Whether you are looking to buy a physical pattern book or you want a digital download Ravelry is a good place to start because you can find information on patterns in both of these formats. But finding a great pattern is not as simple as finding a pretty finished object pictures on Ravelry. There are some things you should pay attention to when choosing a pattern.

Classic Oak Cardigan

A) Will it fit you?

Make sure that this sweater comes in your size. While this information is usually on the Ravelry pattern page it is important to pay attention to what measurements are actually given. If the designer lists the measurements of person intended to wear each size then this is easy but that is not always how sizing information is presented. If the designer lists the final garment measurement you will need to find out how the sweater is supposed to fit in order to determine your size. If the final bust measurement of the garment is 32′ this could be intended to fit someone with a 30′, 32′, or 34′ bust depending on how much ease there is in the pattern.

B) How is the sweater constructed?

Just like with any other knitting project there are numerous ways to knit a sweater. A sweater can be knit in pieces and seamed together or it can be knit in the round all in one piece. Choosing the best way to construct your sweater is all about personal preference. If you hate purling I would not recommend choosing a pattern that is knit flat an seamed together since you will most likely be doing a lot of purling.
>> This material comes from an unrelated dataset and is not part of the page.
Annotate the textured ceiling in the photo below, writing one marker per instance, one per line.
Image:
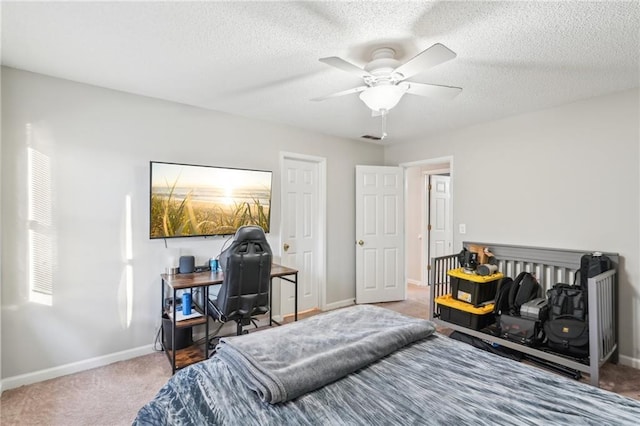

Another thing you have to pay attention to is weather the sweater is knit from the bottom up or the top down. I find that I like to knit sweaters from the top down because I feel it gives me a better idea of whether or not the sweater will fit a lot sooner in the process. When you knit a sweater from the bottom up you have to knit the entire body and both sleeves before you get to the yoke, which is when most of the important sizing happens. If you fall in between two sizes and knit your sweater from the bottom up you might not realize you chose the wrong size until you put it all together at the yoke. It’s a pretty big time commitment for a sweater that is not going to fit right.

Myra's Pull-Over

C) Are the instructions easy to follow?

It can be a bit tricky to figure this out without buying the pattern and reading through it but I think Ravelry is a great resource for this. When someone knits a project from a pattern on Ravelry they can create a project page and link it to the pattern. On these project pages the knitter can make notes about their yarn and needle choice and also about the pattern itself. You will often see something along the lines of ‘great beginner pattern’ or ‘the instructions were difficult to follow’ or ‘great pattern but I wouldn’t recommend it for beginners’ written on people’s project pages. These comments can give you an idea of the clarity of the pattern instructions.

Ravelry also has a comments tab for patterns where people can post comments about the pattern. Sometimes these will all be praise but in my experience If a pattern is hard to follow there will be a fair number of questions posted here.

D) Will you like the finished product?

When you are trying to pick pattern you should take a good look at your wardrobe and your favorite sweaters. Most of us have a style that we are most comfortable with. If your entire wardrobe is straight out the LL Bean or Land’s End catalog (like mine) then you probably not going to get much wear out of a flashy Steven West pattern. There is nothing wrong with wanting to change up your style by all means if you want to knit something different go for it. It would just be a shame to pour time and effort into a hand knit sweater that you will never wear because it is outside of your comfort zone.